Question

If the lines represented by the equation $a{x^2} - bxy - {y^2} = 0$ make angles $\alpha $ and $\beta $ with the $x - $axis, then find the value of $\tan \left( {\alpha + \beta } \right)$.
A. $\dfrac{b}{{1 + a}}$
B. $ - \dfrac{b}{{1 + a}}$
C. $\dfrac{a}{{1 + b}}$
D. None of these

Answer 1

Hint: First we will compare the given equation $a{x^2} - bxy - {y^2} = 0$ with $A{x^2} + 2hxy + B{y^2} = 0$. Then apply the formulas the sum of slope and the product of slope to calculate $\tan \alpha + \tan \beta $ and $\tan \alpha \cdot \tan \beta $. Then apply $\tan \left( {\alpha + \beta } \right) $ to get the desired result.

Formula Used:
If $A{x^2} + 2hxy + B{y^2} = 0$ represents a pair line then
the sum of slope is $ - \dfrac{{{\rm{coefficient}}\,{\rm{of}}\,xy}}{{{\rm{coefficient}}\,{\rm{of}}\,{y^2}}} = - \dfrac{{2h}}{B}$
the product of slope is $\dfrac{{{\rm{coefficient}}\,{\rm{of}}\,{x^2}}}{{{\rm{coefficient}}\,{\rm{of}}\,{y^2}}} = \dfrac{A}{B}$
$\tan \left( {\alpha + \beta } \right) = \dfrac{{\tan \alpha + \tan \beta }}{{1 - \tan \alpha \tan \beta }}$

Complete step by step solution:
The lines represented by the equation $a{x^2} - bxy - {y^2} = 0$.
The lines make angles $\alpha $ and $\beta $ with the $x - $axis.
So the slope of the lines are $\tan \alpha $ and $\tan \beta $.
Compare the equation $a{x^2} - bxy - {y^2} = 0$ with $A{x^2} + 2hxy + B{y^2} = 0$
So, $A = a$
$2h = - b$
$B = - 1$
Calculate the sum of slopes
$\tan \alpha + \tan \beta = - \dfrac{{2h}}{B}$
                         $ = - \dfrac{{ - b}}{{ - 1}}$ Since $2h = - b$ and $B = - 1$
                         $ = - b$
Calculate the products of slopes
$\tan \alpha \cdot \tan \beta = \dfrac{A}{B}$
                        $ = \dfrac{a}{{ - 1}}$ Since $A = a$ and $B = - 1$
                       $ = - a$
Now putting the value of $\tan \alpha \cdot \tan \beta $ and $\tan \alpha + \tan \beta $ in $\tan \left( {\alpha + \beta } \right) = \dfrac{{\tan \alpha + \tan \beta }}{{1 - \tan \alpha \tan \beta }}$
$\tan \left( {\alpha + \beta } \right) = \dfrac{{ - b}}{{1 - \left( { - a} \right)}}$
                     $ = - \dfrac{b}{{1 + a}}$

Option ‘B’ is correct

Note: If the coefficient of $x^{2}$ and $y^{2}$ are the same then it represents a circle.

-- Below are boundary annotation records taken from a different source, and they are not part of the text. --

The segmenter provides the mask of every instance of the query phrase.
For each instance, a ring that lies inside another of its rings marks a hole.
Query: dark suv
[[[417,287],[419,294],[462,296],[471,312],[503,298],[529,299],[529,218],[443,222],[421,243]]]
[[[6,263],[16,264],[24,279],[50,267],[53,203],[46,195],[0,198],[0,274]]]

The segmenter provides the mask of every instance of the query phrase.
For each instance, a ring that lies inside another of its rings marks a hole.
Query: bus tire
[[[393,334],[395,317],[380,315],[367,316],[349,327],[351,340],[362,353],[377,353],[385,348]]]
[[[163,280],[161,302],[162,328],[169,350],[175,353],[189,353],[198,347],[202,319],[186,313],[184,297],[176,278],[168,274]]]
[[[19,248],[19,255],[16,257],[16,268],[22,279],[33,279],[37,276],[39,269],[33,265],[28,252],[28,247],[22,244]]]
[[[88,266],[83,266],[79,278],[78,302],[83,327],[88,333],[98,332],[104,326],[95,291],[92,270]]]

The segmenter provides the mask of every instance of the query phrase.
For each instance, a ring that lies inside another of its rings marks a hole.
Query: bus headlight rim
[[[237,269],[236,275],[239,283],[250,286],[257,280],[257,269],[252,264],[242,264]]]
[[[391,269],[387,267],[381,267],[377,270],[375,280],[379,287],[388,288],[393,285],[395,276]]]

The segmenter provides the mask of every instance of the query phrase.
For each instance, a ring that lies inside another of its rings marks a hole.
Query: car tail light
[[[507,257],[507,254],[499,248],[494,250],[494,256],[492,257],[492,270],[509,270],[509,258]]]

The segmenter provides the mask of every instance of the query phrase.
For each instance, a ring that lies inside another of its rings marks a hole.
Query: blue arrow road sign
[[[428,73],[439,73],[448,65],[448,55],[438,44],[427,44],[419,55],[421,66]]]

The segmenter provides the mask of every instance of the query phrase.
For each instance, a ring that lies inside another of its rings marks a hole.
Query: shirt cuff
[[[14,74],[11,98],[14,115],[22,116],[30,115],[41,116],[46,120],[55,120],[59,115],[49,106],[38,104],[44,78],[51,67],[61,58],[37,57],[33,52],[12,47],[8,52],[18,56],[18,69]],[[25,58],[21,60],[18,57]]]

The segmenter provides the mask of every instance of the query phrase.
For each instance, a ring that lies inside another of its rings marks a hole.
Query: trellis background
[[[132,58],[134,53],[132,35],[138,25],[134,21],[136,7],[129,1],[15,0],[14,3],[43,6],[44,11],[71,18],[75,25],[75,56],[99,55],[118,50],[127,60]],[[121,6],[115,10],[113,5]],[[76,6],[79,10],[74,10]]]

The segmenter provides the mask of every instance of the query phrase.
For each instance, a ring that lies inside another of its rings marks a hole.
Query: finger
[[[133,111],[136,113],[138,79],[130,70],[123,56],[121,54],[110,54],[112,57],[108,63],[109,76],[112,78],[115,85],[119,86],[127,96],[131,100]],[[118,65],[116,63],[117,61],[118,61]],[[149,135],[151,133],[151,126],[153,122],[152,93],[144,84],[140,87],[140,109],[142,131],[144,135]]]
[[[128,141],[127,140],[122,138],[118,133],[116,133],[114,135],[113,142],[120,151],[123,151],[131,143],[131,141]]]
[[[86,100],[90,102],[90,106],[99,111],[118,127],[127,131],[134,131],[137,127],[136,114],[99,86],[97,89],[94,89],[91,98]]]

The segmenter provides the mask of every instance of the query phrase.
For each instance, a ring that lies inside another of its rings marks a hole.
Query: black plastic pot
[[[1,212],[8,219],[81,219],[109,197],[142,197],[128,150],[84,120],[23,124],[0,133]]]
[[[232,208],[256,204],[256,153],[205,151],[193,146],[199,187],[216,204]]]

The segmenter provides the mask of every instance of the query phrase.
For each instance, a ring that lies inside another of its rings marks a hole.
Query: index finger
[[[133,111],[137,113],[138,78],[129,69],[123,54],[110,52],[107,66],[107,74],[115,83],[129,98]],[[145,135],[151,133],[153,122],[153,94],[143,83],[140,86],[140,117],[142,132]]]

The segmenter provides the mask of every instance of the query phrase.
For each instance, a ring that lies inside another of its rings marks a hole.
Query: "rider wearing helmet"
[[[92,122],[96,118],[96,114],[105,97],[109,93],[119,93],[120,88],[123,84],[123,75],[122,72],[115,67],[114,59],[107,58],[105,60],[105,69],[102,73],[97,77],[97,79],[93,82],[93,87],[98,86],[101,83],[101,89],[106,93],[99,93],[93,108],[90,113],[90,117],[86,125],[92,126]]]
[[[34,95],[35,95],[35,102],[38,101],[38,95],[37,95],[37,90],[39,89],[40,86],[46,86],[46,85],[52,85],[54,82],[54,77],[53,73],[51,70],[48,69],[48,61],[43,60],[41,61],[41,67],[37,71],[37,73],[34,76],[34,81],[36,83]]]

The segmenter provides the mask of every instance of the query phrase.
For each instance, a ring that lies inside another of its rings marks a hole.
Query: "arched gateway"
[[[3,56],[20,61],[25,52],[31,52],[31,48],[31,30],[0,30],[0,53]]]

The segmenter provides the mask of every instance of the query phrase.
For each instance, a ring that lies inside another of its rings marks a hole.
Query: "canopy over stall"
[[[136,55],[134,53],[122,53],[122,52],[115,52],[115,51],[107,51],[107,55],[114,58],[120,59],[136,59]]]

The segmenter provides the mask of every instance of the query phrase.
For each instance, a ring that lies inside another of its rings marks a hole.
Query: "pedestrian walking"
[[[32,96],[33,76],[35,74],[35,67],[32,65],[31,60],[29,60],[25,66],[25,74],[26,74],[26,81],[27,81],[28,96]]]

Since in the given equation, the coefficients of $x^{2}$ and $y^{2}$ are not the same, the equation represents a pair of lines. To find $\tan \left( {\alpha + \beta } \right)$, we need the value of the product and the sum of $\tan \alpha $ and $\tan \beta $. From the given equation we will calculate these and then substitute them in the formula $\tan \left( {\alpha + \beta } \right) = \dfrac{{\tan \alpha + \tan \beta }}{{1 - \tan \alpha \tan \beta }}$.